Ben Nadel
On User Experience (UX) Design, JavaScript, ColdFusion, Node.js, Life, and Love.
I am the chief technical officer at InVision App, Inc - a prototyping and collaboration platform for designers, built by designers. I also rock out in JavaScript and ColdFusion 24x7.
Meanwhile on Twitter
Loading latest tweet...
Ben Nadel at CFUNITED 2008 (Washington, D.C.) with:

Preventing Spam Bot Form Submissions With ColdFusion (Revisited)

By Ben Nadel on
Tags: ColdFusion

The other night, I was staring at my neighbor's lower-back tattoo when a new (to me) ColdFusion anti-spam technique popped into my head. I am sure that this is not new or unique, I just haven't explored this before. Until now, all of my ColdFusion-based Anti-Spam methodologies have resorted to CSS and TimeStamp-based tomfoolery. Well, I don't know if it was the graphical nature of my neighbor's sacral inkage, but suddenly I had the idea of using Images.

Images on a web page do not get loaded with the initial page request.

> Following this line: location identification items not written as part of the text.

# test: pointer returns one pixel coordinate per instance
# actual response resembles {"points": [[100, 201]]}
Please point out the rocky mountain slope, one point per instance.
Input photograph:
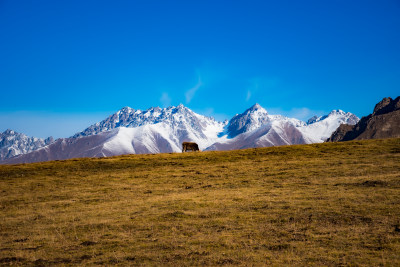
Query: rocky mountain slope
{"points": [[13, 144], [384, 122], [158, 130]]}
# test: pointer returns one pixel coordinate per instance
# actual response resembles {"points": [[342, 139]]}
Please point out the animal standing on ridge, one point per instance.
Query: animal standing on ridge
{"points": [[189, 146]]}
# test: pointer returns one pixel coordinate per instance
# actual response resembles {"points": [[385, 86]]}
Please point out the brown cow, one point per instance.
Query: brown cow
{"points": [[189, 146]]}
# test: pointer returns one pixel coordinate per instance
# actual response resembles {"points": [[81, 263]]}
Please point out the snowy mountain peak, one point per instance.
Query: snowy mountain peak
{"points": [[179, 118], [336, 112], [251, 119], [13, 144], [256, 107], [126, 110]]}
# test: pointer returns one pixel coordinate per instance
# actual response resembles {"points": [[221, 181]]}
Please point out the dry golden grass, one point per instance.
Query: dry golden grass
{"points": [[321, 204]]}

Instead, as the HTML is rendering, the client makes subsequent requests to the server to load linked items like Images, Javascript files, and Style Sheets. Can we use this multi request paradigm to our advantage? I think so, at least with anyone who has a graphical browser.

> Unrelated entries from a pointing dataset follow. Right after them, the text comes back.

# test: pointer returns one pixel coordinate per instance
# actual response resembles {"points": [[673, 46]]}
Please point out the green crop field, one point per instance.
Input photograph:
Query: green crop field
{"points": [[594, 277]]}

The idea here is that Spam Bots probably don't ever render the form pages they spam; most likely just grab the HTML and then use that to programmatically submit the form. Because they never render the HTML page itself, they never make subsequent requests to the server to load images, stylesheets, and the like.

That's where this new plan comes into play. On the form page, we have an image tag that pings a ColdFusion page which causes some ID-based flag to be set. This ID is then also submitted with the form. When the request gets processed, you then check to see if the both the flag and the form-submitted ID exist (and match). If they do, then it proves the HTML page was rendered and that it was most likely not a bot.

To demonstrate, let's first look at the ColdFusion template that causes the server side flag to be set:

  • <!--- Kill extra output. --->
  • <cfsilent>
  •  
  • <!--- Param the URL id. --->
  • <cfparam
  • name="URL.id"
  • type="string"
  • default=""
  • />
  •  
  •  
  • <!--- Try to decrypt it and create a text file. --->
  • <cftry>
  •  
  • <!--- Decrypt the value. --->
  • <cfset URL.id = Decrypt(
  • URL.id,
  • "that-is-tasty!",
  • "CFMX_COMPAT",
  • "HEX"
  • ) />
  •  
  • <!---
  • Create the text file that will mark the form
  • submission as valid. Just store it as an empty
  • text file since all we are going to be doing
  • is checking for its existence.
  • --->
  • <cffile
  • action="write"
  • file="#ExpandPath( './spam/#URL.id#.txt' )#"
  • output=""
  • />
  •  
  •  
  • <!--- Catch any errors. --->
  • <cfcatch>
  •  
  • <!--- Something went wrong. --->
  •  
  • </cfcatch>
  • </cftry>
  •  
  •  
  • <!--- Return an empty image. --->
  • <cfheader
  • name="content-length"
  • value="0"
  • />
  •  
  • <cfcontent
  • type="image/gif"
  • reset="true"
  • />
  •  
  • </cfsilent>

As you can see, practically nothing going on here. When the request comes in, we are decrypting the form ID in the URL scope. We then create an empty text file based on this form ID. This could just as easily have been an APPLICATION-scoped variable or something, but I figured this would be easier on the server's memory.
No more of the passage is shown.